Committee members Liz Cheney, a Republican from Wyoming, and Bennie Thompson, a Democrat from Mississippi, said in a written statement issued in response to Trump's lawsuit that the former president was seeking to "delay and obstruct" their investigation.
"It's hard to imagine a more compelling public interest than trying to get answers about an attack on our democracy and an attempt to overturn the results of an election," Cheney and Thompson said in the statement.
Marijuana Moment: Americans want to live where cannabis is legal, real estate survey finds.
AP: Train riders held up phones as woman was raped, police say.
Police do not believe a single witness on the train dialed 911. They are investigating whether some bystanders filmed the assault.
Both the man and woman got on the train at the same stop Wednesday night in North Philadelphia. Officers pulled the man off of the woman at the last stop. They responded within about three minutes of a 911 call from a transportation authority employee, authorities said.
“What we want is everyone to be angry and disgusted and to be resolute about making the system safer,” SEPTA Police Chief Thomas J. Nestel III said at the news conference.
SCOTUSblog: U.S. Supreme Court upholds qualified immunity for police in two cases, adds two others dealing with Native American issues.
Nextgov: Coming to the border: thermal body scans!
The new Pedestrian Detection-at-Range system will take video and photo images of travelers, then overlay those images with thermal scans looking for items hidden under clothing. Suspicious scans will lead to secondary physical searches and maintained as evidence for any potential criminal actions, according to a privacy impact assessment.
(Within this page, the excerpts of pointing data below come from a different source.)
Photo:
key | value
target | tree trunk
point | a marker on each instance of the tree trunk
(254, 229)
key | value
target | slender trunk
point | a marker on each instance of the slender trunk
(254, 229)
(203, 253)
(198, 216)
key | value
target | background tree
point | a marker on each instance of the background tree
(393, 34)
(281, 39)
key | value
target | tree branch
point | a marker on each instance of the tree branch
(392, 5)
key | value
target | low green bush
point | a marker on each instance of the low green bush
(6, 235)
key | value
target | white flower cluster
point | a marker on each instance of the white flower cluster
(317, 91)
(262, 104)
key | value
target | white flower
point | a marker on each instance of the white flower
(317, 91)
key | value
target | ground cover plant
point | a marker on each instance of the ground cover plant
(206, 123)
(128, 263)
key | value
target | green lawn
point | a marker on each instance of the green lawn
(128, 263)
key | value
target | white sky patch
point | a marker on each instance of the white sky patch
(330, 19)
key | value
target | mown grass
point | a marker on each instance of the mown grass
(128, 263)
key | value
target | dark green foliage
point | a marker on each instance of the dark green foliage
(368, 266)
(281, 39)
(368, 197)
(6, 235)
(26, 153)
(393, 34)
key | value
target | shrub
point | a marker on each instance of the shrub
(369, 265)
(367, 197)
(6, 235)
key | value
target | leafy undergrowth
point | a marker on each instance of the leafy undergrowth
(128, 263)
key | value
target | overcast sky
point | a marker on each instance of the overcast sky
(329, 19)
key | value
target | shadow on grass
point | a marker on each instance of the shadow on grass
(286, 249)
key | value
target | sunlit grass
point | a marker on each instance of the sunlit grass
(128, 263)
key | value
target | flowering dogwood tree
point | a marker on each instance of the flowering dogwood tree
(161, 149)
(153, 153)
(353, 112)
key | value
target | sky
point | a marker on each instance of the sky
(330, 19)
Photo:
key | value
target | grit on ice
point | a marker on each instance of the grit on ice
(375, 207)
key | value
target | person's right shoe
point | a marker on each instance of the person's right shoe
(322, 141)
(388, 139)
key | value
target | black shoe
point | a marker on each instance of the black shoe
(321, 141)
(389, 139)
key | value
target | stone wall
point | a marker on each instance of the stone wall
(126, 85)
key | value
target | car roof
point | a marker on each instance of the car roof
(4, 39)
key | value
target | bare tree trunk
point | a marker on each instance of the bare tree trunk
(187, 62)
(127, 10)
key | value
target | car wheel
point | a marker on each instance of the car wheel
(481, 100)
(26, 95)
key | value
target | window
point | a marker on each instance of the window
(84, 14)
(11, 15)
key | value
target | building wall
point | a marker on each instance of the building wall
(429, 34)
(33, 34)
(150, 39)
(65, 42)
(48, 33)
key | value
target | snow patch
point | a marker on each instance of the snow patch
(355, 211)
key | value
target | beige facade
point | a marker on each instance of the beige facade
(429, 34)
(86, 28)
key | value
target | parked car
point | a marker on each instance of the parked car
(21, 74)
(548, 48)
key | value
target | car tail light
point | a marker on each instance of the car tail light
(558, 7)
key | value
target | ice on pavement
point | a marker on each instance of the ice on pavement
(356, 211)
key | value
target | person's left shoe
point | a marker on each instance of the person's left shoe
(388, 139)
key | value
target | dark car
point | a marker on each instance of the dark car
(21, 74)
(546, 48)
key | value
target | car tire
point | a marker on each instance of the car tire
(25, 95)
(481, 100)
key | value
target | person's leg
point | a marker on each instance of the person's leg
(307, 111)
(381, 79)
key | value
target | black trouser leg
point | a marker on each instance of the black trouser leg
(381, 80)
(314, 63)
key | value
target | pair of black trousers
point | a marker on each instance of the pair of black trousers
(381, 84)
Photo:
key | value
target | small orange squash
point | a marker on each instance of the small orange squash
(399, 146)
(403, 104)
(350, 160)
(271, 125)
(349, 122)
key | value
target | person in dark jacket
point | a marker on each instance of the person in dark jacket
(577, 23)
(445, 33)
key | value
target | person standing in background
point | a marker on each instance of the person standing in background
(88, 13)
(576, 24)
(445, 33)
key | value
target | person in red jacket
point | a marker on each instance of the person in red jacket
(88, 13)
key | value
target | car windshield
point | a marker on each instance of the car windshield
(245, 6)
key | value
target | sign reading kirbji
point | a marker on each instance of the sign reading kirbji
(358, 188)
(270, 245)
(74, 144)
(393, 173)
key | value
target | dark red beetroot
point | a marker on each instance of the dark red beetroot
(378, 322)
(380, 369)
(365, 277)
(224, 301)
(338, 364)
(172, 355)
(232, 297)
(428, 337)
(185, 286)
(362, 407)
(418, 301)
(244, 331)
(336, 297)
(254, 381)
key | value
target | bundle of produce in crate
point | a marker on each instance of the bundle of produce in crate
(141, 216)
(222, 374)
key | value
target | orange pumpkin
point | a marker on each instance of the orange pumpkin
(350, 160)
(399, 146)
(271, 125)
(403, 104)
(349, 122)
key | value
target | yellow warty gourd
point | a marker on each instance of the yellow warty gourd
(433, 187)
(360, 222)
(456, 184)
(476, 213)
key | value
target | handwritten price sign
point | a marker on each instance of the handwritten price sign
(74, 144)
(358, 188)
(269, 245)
Non-intrusive scanning technologies have been in use at ports of entry for some time, mostly to search vehicles, shipping containers, parcels and other baggage as they move through the border checkpoints. The scans allow CBP officers to keep lines and goods moving while picking out suspicious items for additional searches.
The detection-at-range system for pedestrian entry will work the same way.